# <div style="text-align: center"> Machine Learning Project - Classify Income Basis in Mortgage Data </div>
### <div style="text-align: center"> Edward Sims </div>
<div style="text-align: center"> supervised, machine-learning, classification, time-series, mortgage </div>


------------------------

## Introduction 

Here's the situation. I have gained access to some mortgage data for the UK. In particular, there is a variable `income_basis` that tells us whether the mortgage was taken out by one person *(sole application)* or by more than one applicant *(joint applicantion)*. It's a really useful indicator of housing affordability, and one I'd like to explore further in the data analysis. 

The data are in a monthly time-series, going from Jan-2013 to Dec-2017, however for unexplained reasons, there are loads of missing variables in the 2016 data, `income_basis` being one of them. 

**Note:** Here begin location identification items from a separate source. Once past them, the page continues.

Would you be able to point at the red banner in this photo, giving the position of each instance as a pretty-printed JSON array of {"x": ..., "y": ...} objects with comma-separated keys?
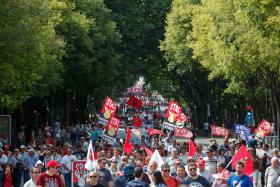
[
  {"x": 183, "y": 132},
  {"x": 263, "y": 128},
  {"x": 111, "y": 131},
  {"x": 137, "y": 122},
  {"x": 79, "y": 173},
  {"x": 219, "y": 131},
  {"x": 173, "y": 111},
  {"x": 244, "y": 156},
  {"x": 113, "y": 126},
  {"x": 134, "y": 102},
  {"x": 152, "y": 132},
  {"x": 109, "y": 108}
]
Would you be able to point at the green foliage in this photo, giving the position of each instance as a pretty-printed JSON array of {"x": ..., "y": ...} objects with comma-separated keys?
[{"x": 28, "y": 43}]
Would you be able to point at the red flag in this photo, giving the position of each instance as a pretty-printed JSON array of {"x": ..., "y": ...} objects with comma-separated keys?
[
  {"x": 152, "y": 132},
  {"x": 148, "y": 151},
  {"x": 128, "y": 147},
  {"x": 219, "y": 131},
  {"x": 183, "y": 132},
  {"x": 192, "y": 148},
  {"x": 137, "y": 122},
  {"x": 134, "y": 102},
  {"x": 263, "y": 128},
  {"x": 244, "y": 156}
]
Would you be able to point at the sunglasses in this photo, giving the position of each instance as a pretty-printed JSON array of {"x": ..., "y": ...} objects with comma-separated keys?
[{"x": 192, "y": 169}]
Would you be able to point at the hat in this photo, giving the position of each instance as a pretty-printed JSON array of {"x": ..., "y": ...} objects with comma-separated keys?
[
  {"x": 201, "y": 162},
  {"x": 39, "y": 162},
  {"x": 52, "y": 163}
]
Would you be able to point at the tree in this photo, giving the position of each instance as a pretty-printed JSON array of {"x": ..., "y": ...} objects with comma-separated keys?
[{"x": 28, "y": 44}]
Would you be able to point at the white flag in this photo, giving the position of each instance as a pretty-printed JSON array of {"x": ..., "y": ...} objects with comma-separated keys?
[
  {"x": 157, "y": 158},
  {"x": 90, "y": 163}
]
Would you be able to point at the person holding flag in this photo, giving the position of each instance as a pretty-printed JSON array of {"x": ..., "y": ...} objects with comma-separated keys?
[{"x": 239, "y": 179}]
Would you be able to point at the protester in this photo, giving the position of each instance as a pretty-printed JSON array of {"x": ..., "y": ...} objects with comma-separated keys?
[
  {"x": 210, "y": 161},
  {"x": 34, "y": 172},
  {"x": 3, "y": 161},
  {"x": 157, "y": 180},
  {"x": 193, "y": 179},
  {"x": 239, "y": 178},
  {"x": 66, "y": 162},
  {"x": 168, "y": 179},
  {"x": 137, "y": 182},
  {"x": 204, "y": 172},
  {"x": 127, "y": 175},
  {"x": 93, "y": 180},
  {"x": 50, "y": 177},
  {"x": 8, "y": 179},
  {"x": 105, "y": 176},
  {"x": 272, "y": 173}
]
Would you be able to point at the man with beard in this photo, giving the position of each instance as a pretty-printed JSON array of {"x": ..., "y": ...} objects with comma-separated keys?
[{"x": 194, "y": 180}]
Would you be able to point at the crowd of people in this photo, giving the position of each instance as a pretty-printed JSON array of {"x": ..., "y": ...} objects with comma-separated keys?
[{"x": 47, "y": 163}]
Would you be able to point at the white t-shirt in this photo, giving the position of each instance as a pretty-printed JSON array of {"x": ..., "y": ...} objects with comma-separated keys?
[
  {"x": 272, "y": 175},
  {"x": 67, "y": 161}
]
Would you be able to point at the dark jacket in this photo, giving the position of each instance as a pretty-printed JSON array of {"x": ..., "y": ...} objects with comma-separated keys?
[{"x": 137, "y": 183}]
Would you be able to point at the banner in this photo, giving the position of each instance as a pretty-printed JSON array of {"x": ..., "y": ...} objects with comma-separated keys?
[
  {"x": 244, "y": 156},
  {"x": 136, "y": 136},
  {"x": 108, "y": 110},
  {"x": 134, "y": 102},
  {"x": 181, "y": 119},
  {"x": 219, "y": 131},
  {"x": 263, "y": 129},
  {"x": 183, "y": 133},
  {"x": 172, "y": 114},
  {"x": 152, "y": 132},
  {"x": 79, "y": 173},
  {"x": 242, "y": 131},
  {"x": 137, "y": 121},
  {"x": 111, "y": 130}
]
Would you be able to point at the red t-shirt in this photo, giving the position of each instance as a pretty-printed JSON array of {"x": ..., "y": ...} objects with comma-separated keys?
[{"x": 45, "y": 180}]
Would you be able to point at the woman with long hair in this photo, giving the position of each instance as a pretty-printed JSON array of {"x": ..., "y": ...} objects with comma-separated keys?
[
  {"x": 157, "y": 180},
  {"x": 8, "y": 176}
]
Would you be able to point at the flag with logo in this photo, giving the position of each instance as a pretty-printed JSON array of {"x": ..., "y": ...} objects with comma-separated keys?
[
  {"x": 242, "y": 131},
  {"x": 90, "y": 162},
  {"x": 183, "y": 133},
  {"x": 172, "y": 115},
  {"x": 157, "y": 158},
  {"x": 244, "y": 156},
  {"x": 137, "y": 121},
  {"x": 111, "y": 130},
  {"x": 148, "y": 151},
  {"x": 108, "y": 110},
  {"x": 219, "y": 131},
  {"x": 192, "y": 148},
  {"x": 134, "y": 102},
  {"x": 263, "y": 129},
  {"x": 152, "y": 132},
  {"x": 128, "y": 147}
]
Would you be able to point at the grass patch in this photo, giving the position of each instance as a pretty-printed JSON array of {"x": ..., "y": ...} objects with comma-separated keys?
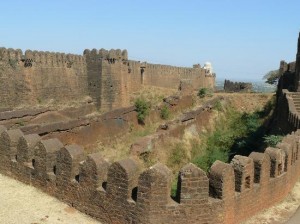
[
  {"x": 235, "y": 133},
  {"x": 142, "y": 108}
]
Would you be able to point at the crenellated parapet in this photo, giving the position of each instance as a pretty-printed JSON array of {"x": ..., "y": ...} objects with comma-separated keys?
[
  {"x": 123, "y": 192},
  {"x": 40, "y": 58},
  {"x": 111, "y": 55}
]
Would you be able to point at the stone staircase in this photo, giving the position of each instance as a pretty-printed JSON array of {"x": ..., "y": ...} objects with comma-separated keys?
[{"x": 296, "y": 100}]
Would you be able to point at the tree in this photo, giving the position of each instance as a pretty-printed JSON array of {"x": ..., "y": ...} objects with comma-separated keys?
[{"x": 272, "y": 77}]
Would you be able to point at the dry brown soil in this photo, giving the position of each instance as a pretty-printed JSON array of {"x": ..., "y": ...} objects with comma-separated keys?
[{"x": 23, "y": 204}]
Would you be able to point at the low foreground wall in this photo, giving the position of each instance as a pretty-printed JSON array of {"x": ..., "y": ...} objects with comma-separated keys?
[{"x": 123, "y": 193}]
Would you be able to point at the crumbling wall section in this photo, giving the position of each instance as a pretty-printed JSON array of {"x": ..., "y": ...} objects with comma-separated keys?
[
  {"x": 124, "y": 193},
  {"x": 37, "y": 77}
]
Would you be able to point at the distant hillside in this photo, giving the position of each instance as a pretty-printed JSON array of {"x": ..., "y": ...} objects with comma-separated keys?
[{"x": 258, "y": 86}]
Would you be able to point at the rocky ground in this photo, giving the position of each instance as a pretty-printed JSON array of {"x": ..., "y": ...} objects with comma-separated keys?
[{"x": 23, "y": 204}]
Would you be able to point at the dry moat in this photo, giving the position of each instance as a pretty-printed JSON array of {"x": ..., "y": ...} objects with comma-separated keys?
[{"x": 131, "y": 142}]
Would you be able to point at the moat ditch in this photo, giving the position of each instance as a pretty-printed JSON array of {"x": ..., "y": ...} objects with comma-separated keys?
[{"x": 191, "y": 129}]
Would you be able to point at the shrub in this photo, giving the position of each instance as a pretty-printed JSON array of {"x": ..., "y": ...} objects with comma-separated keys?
[
  {"x": 142, "y": 108},
  {"x": 178, "y": 155},
  {"x": 218, "y": 106},
  {"x": 202, "y": 92},
  {"x": 272, "y": 140},
  {"x": 165, "y": 112}
]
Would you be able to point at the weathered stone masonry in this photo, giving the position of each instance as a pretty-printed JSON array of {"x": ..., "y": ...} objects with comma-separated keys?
[
  {"x": 122, "y": 193},
  {"x": 107, "y": 76}
]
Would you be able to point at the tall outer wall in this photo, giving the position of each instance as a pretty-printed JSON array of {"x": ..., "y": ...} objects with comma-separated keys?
[
  {"x": 123, "y": 193},
  {"x": 106, "y": 76},
  {"x": 38, "y": 77}
]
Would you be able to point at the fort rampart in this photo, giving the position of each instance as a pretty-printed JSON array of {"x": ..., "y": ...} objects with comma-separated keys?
[
  {"x": 106, "y": 76},
  {"x": 123, "y": 193}
]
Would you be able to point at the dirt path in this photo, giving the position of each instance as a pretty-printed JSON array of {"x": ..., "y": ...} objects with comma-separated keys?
[{"x": 20, "y": 203}]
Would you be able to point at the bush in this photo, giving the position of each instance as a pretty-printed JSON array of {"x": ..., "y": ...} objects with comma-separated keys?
[
  {"x": 142, "y": 108},
  {"x": 178, "y": 155},
  {"x": 218, "y": 106},
  {"x": 202, "y": 92},
  {"x": 272, "y": 140},
  {"x": 165, "y": 112}
]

The dataset contains lots of features, such as gross income, purchase price, loan amount, initial interest rate, coordinates, number of bedrooms etc... And after tidying the dataset there are 2,000,000+ records in total. For the sake of the project, I've skipped explaining the lengthy data processing, wrangling and feature engineering sections so we can go straight to the fun part:

**In this project I attempt to create a model that can accurately classify the income basis (*sole or joint application*), and predict the income basis for the missing 2016 data.**

The project is beginner-friendly, and I will cover in detail a lot of the basics as I go through. I hope readers find it useful!

Any suggestions, corrections and opinions do let me know :)

*PLEASE NOTE: DATA FOR THIS PROJECT ARE NOT AVAILABLE TO SHARE DUE TO MY AGREEMENT WITH THE DATA SOURCE.* I'm really sorry about this!

## Initial thoughts

It's useful to critically engage with the problem before diving into a solution too quickly. If time is limited, knowing the potential issues your model may face, and consequently which model will perform best, could make a huge difference. 

The first difficulty that comes to mind is the time-series element, because date plays a significant factor that can be random and hard to quantify (e.g. seasonality of house purchases, weather on a given day). With this in mind, *overfitting* our model is a potential risk. Overfitting occurs when our model learns the noise from our data too well, and believes that this is a conceptual part of the data. For example, a good summer might lead to people buying more expensive houses, but it does not mean that the next summer will be the same.

Also, there are lots of other unseen features (variables) that would be a factor in taking out a mortgage as a sole or joint applicant (e.g. inheritance, monetary gifts and family loans) that we do not have data for to include in the model. This could lead to *underfitting* the model. Underfitting occurs when the model is unable to make generalisations about new data, as the model is essentially not good enough. 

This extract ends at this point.